Parenting is tough, to say the least, and with the idea of being that ‘perfect’ parent floating around everywhere, a lot of us end up setting unrealistic standards for ourselves and our children, which usually ends badly with burnouts and breakdowns. So here’s a little advice to all the moms out there – stop trying to be the perfect mom. Instead, try to be a positive parent.
So what is positive parenting? It’s a method of parenting that focuses on positive behavior. Don’t mistake this to mean that you should let your child run around doing whatever they want without consequence. It simply means that you’re helping your child understand their developing emotions in a tone that’s calming and comforting, as opposed to yelling or other drastic measures.
To help you get started here are five basic principles of positive parenting I think every mom should know.
Respect
One of the most important principles of positive parenting is respect, and sadly, it is often the most misunderstood concepts too. More often than not, parents forget that respect is a two-way street. We expect our children to be respectful towards us and other adults in general, but we don’t return it to them. Remind yourself that every child is unique, and deserves to be appreciated, respected and treated right to grow up into a positive human being.
What are some ways that you can show respect towards your children?
Listen to your child. When you take the time to listen to your child without interruption you’ll notice how more open they’ll become. It shows them that you genuinely care and are interested in what they’re saying and that their opinions matter to you.
Letting your child make choices about their bodies. I cannot tell you how many times as a child I was told to hug someone who I didn’t want to. It made me feel uncomfortable and if I showed reluctance I was made to feel guilty. This is wrong.

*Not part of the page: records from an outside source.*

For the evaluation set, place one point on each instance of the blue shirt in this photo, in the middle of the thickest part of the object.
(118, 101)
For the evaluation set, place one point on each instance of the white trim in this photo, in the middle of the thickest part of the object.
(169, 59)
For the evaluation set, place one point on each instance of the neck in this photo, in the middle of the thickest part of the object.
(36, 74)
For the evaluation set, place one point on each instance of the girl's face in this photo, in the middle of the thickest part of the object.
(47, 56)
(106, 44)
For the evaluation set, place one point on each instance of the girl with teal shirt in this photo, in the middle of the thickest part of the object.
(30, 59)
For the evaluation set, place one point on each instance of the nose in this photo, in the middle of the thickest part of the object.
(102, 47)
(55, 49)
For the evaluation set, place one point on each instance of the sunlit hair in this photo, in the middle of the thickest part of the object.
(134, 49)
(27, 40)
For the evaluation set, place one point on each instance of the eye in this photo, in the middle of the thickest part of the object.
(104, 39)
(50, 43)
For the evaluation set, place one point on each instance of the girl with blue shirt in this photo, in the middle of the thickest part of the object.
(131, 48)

If your child does not want to hug someone then they shouldn’t be made to. It’s no different than you as an adult not wanting people in your personal space. The same goes for your child. Be considerate of their personal space.
Don’t come down hard on their mistakes. Children are learning things every day so if they don’t get something right away don’t come down hard on them. Constantly doing so can lead them to develop insecurities and fear that you will be mad at them if they don’t get it right the first time every time. Let them know it’s okay to make mistakes and you’re there for them if they need help.
Allow your child to do things on their own. As parents, when we see our children struggling our first instinct is to jump in and save them. Stop. Let your child figure things out on their own and only lend assistance if they’re really struggling or if they’ve asked for it. This gives your children confidence in knowing that you have faith in them to do things on their own.
Positive Expectations
Setting positive expectations for your child can really help bring out the best in them, and that’s one principle of positive parenting that every mom should definitely know. Set moderately challenging tasks for your child, encourage and push them to work towards it, and applaud him when they do it – regardless of the outcome and success of the task. Having a positive and goal-oriented atmosphere in your household will let your child know they’re capable of doing anything and you’re proud of them no matter what.
Empathy
Being empathetic is another crucial trait for positive parenting, and that means tackling tantrums and meltdowns smartly. It also means that when your child is angry or upset, you need to understand and look at things from their point of view, and read into their needs. Instead of looking at your little one as the defiant one, treat him as your own part, and try to bond with him intuitively. As a parent, try to understand your child’s needs and emotions before judging them. Interact with your child in a way that makes them feel understood. When you do that, it’ll help them develop those qualities themselves.
Discipline
Discipline is a part of every child’s upbringing, but it doesn’t always have to be enforced in a negative way. Remind yourself that discipline and punishment are not alike, and when you’re practicing positive parenting, you might have to set punishments aside. Set rules in your household, but only for things that really matter, and offer your child the freedom of choice (and opinion) in other trivial matters. When things go wrong, avoid resorting to yelling and being negative. Instead, sit down together and look for ways to work around it and make better choices.
Love
Contrary to the popular belief, there is actually nothing wrong with spoiling your child with love and affection. In fact, it is absolutely necessary and a crucial part of your child’s growth and development. Keep in mind, however, that love doesn’t have to be material possessions or gifts. Love is about cuddles, reading together, favorite meals together, and just being present. Sure, we all live hectic lives which makes finding the time to ‘be there’ for your little one sometimes more difficult than you’d like, but if you make it a priority, you can actually make it work.
For more information check out Positive Parenting: An Essential Guide (The Positive Parent Series) by Rebecca Eanes. It’s a great book on how you can create peace and harmony within your home using this form of parenting. Remember, when a child grows up in a home where they’re loved and valued, it’ll have a lasting influence on them, that they’ll carry into adulthood.